American attachment theorist

Cynthia Hazan is an American psychologist whose interest is human mating and pair bonding, known for her influential research on attachment in adults. Hazan is credited (along with Phillip Shaver) as discovering that adult relationships share similarity with a child's attachment to a parent. She currently teaches at Cornell University, where she was awarded the Andrew H. & James S. Tisch Distinguished University Professorship for excellent undergraduate education.

Hazan holds a BA in psychology, and an MA and PhD in social and personality psychology, all from the University of Denver.

== Career ==
Most of Hazan's research has used the framework of ethological attachment theory.
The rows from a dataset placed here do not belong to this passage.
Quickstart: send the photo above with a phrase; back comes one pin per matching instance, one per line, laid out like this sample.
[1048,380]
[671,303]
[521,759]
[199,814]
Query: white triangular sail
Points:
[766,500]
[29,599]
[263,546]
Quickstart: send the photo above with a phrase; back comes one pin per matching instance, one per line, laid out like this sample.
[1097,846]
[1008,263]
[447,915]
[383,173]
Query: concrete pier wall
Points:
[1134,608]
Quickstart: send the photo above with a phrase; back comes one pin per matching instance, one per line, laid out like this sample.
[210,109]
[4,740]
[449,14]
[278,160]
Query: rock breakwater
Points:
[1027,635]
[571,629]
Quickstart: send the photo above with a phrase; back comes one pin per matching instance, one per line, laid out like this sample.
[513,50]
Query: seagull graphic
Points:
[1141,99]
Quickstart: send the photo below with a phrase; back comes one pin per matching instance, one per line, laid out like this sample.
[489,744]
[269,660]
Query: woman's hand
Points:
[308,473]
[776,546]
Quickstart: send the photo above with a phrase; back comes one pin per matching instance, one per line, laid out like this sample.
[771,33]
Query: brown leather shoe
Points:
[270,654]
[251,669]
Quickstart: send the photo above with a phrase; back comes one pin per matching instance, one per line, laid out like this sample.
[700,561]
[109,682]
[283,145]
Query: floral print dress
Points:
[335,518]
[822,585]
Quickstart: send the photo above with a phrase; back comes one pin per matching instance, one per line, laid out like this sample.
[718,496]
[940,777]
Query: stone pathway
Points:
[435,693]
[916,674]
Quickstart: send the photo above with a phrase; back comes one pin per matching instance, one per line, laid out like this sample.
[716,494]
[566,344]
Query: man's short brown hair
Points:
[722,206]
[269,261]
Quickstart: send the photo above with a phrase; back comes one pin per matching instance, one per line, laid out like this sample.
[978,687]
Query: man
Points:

This theory was initially developed by John Bowlby, and then Mary Ainsworth, focusing on how infants behave with their caregivers.

Hazan's research on the subject of adult attachment began in 1987, with the journal article "Romantic Love Conceptualized as an Attachment Process" which expanded the concept of "attachment" to adult relationships. The article (coauthored with Phillip Shaver) was so influential that it became one of the top ten most-cited articles in the Journal of Personality and Social Psychology. In 2012, Hazan & Shaver were awarded the Scientific Impact Award by the Society of Experimental Social Psychology for their work on this.

She developed the course "Human Bonding" at Cornell University, which she has taught for over 25 years. The psychologist Lisa Diamond has commented on Hazan's influence over her own career (having taken the course), saying "By the end of the course, I was completely besotted with the science of intimate relationships".